我媽孤零零地站在台階下,周圍沒人願意靠近她。
她看著我,張了張嘴,似乎想叫我。
我沒有停留,轉身上了周正的車。
後視鏡里,那個曾經不可一世的「活菩薩」,佝僂著背,像是一瞬間被抽乾了精氣神。
第10章
10.
出院後,我迅速賣掉了那套小兩居和現在住的房子。
我和周正換了一個安保嚴密的高檔小區,離原來的圈子遠遠的。
我媽被二嬸一家恨上了。
二嬸雖然沒坐牢,但賠得傾家蕩產,天天去我媽那鬧,砸玻璃、潑糞,逼我媽還錢。
我媽在那邊住不下去了,走投無路,終於想起了我。
她輾轉打聽到了我的新住址。
那天,她提著一袋廉價的水果,站在我家門口,顯得局促不安。
「冉冉……媽知道錯了。」
「媽真的後悔了……那天看到你流血,媽這心裡……每天晚上都做噩夢啊。」
她試圖伸手來拉我的衣袖,眼裡含著渾濁的淚水。
「你看,媽現在也被她們欺負慘了,媽只有你了。

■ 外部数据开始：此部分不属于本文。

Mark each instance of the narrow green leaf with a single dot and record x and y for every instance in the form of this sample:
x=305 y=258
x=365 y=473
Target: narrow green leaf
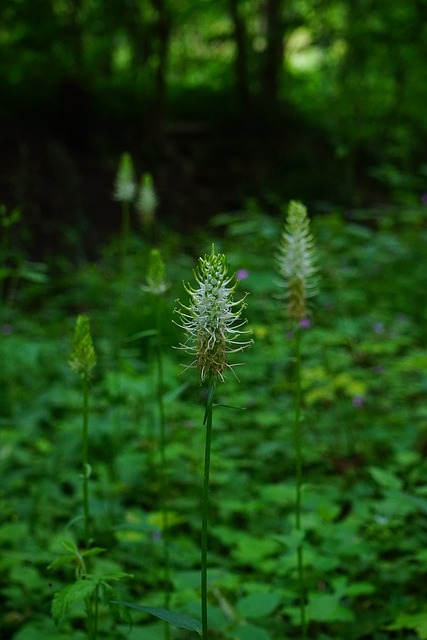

」
「讓媽進去坐坐吧?我想看看外孫女。」
我站在門口,沒有讓開身子。
看著眼前這個蒼老、狼狽的女人,我心裡竟然沒有一絲波瀾。
沒有恨,也沒有愛。
只有無盡的疲憊和陌生。
我從包里拿出一份早已準備好的文件,遞給她。
「這是贍養協議。」
「我會按照法律規定的標準,每個月給你打一筆贍養費。足夠你吃飯穿衣,但多一分都沒有。」
「你可以拿著這筆錢去租個房子,或者去養老院。」
我媽愣住了,沒去接文件。
「冉冉……我是你媽啊!你就這麼狠心?連門都不讓我進?」
「贍養費?我是要飯的嗎?我要的是家啊!」
她又開始試圖用道德綁架那一套。
我笑了笑,眼神冰冷。
「家?」
「媽,那天你為了幫二嬸搬走我的救命儀器,親手關上那扇門的時候。」
「你就已經沒有家了。」
「你親眼看著我躺在血泊里求救,心裡卻在盤算怎麼為你二嬸脫罪的時候。」
「你就已經不是我媽了。」
說完,我後退一步,當著她的面,關上了大門。
「咔噠。」
門鎖落下的聲音,清脆決絕。
門外傳來了我媽撕心裂肺的哭嚎聲,但我已經不在乎了。
我轉身。
周正抱著女兒站在陽台上,陽光灑在他們身上,鍍上了一層金邊。
女兒看到我,咯咯地笑了起來,伸著小手要抱抱。
我走過去,抱住她們父女倆。
這一刻,我終於感覺到了久違的溫暖。
那個名為「親情」的枷鎖,終於徹底碎了。
一年後。
我的腿傷痊癒,雖然不能再劇烈運動,但正常行走已無大礙。
聽說我媽在郊區租了個破房子,每天躲著二嬸一家的騷擾,孤零零地過日子。
她偶爾會給以前的親戚打電話哭訴,但沒人再願意搭理這個「活菩薩」。
她的餘生,將在無盡的孤獨和悔恨中度過。
而我,終於活成了真正的林冉。
有愛我的丈夫,可愛的女兒,還有屬於我自己的,乾乾淨淨的人生。